Il credito d’imposta per ricerca e sviluppo è fruibile da tutte le imprese fiscalmente residenti in Italia, a prescindere dal luogo in cui viene svolta l’attività di ricerca e sviluppo. Lo si desume dai chiarimenti espressi dall’Agenzia delle Entrate (Circolare 5/e de 2016). Ne beneficiano non solo le società italiane che svolgono R&S in proprio o commissionandola a terzi, ma anche le società non residenti con stabile organizzazione in Italia.
Ma come si qualifica il caso in cui la società italiana effettui attività di ricerca e sviluppo tramite sua unità estera? Può sussistere, ad esempio, il caso in cui un’impresa decida di aprire un proprio centro di ricerca in prossimità di poli tecnologici esteri specializzati nel settore di interesse.

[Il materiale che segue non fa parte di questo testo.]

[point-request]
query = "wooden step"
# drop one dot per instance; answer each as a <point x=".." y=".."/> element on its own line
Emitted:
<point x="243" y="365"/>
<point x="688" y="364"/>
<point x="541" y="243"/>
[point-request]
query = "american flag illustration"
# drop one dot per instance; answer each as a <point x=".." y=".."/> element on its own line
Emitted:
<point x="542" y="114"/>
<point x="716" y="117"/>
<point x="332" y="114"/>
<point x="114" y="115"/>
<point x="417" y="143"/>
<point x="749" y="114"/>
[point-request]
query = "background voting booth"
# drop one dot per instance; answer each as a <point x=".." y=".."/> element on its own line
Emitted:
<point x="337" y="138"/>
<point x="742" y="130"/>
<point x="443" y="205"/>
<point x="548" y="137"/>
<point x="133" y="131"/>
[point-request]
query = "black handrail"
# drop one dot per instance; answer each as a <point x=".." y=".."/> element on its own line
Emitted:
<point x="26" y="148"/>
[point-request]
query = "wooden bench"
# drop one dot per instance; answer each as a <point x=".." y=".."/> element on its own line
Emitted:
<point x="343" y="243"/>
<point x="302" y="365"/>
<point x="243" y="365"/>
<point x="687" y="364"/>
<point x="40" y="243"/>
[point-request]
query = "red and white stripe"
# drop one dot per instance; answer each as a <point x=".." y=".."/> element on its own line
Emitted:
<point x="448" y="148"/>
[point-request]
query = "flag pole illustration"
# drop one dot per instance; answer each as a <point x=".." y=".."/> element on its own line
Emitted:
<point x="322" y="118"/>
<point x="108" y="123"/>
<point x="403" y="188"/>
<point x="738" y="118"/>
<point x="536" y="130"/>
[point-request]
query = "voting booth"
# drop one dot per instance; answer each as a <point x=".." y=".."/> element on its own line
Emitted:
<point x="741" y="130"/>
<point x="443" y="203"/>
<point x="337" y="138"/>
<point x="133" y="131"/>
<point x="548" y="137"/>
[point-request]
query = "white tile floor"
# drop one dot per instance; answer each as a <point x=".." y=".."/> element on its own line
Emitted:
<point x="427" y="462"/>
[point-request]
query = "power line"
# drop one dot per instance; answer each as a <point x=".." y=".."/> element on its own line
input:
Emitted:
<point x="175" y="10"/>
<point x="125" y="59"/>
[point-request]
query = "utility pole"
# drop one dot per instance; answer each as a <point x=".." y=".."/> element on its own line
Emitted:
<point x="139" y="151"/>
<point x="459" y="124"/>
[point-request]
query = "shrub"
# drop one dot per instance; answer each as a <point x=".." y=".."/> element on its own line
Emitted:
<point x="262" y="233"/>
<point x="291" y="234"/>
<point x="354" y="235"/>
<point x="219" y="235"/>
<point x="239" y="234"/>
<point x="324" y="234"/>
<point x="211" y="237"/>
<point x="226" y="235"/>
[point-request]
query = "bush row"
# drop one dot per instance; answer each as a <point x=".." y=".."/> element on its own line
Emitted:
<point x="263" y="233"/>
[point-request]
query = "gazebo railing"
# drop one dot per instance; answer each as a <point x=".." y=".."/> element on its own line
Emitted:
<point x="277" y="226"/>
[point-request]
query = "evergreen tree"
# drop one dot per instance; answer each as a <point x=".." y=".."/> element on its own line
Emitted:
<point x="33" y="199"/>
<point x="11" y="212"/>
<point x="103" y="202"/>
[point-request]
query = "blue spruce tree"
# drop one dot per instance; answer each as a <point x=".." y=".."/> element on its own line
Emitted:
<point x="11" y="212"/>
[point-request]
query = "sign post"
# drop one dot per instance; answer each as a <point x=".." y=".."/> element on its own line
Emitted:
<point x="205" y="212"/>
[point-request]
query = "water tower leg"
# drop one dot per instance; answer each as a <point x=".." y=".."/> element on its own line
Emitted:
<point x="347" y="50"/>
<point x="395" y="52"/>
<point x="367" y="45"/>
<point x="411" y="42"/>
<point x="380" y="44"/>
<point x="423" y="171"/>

Nel caso in esame, l’unità estera verrebbe a configurarsi come stabile organizzazione (branch), in virtù della presenza di un’organizzazione strutturale (persone e mezzi) che compongono il centro di ricerche, e dello svolgimento in modo organizzato di attività di ricerca. Il calcolo del credito d’imposta deve dunque considerare quanto segue:
- La media del triennio deve tener conto degli investimenti in ricerca e sviluppo da parte della casa madre o in altre stabili organizzazioni;
- le stabili organizzazioni dovrebbero essere localizzate nell’Unione Europea, in Paesi collaborativi in termini di scambi di informazioni o aderenti all’accordo sullo Spazio economico europeo;
- il calcolo dovrebbe basarsi su costi effettivamente sostenuti, esclusi quindi eventuali margini addebitati dal branch estero alla casa madre residente in Italia.
Vi sono inoltre alcune fattispecie per le quali sarebbero opportuni chiarimenti da parte dell’Agenzia delle Entrate ai fini del calcolo del credito: tra questi, il caso di branch estero che beneficia del credito “italiano” e, allo stesso tempo, di equiparabili crediti concessi dal paese estero.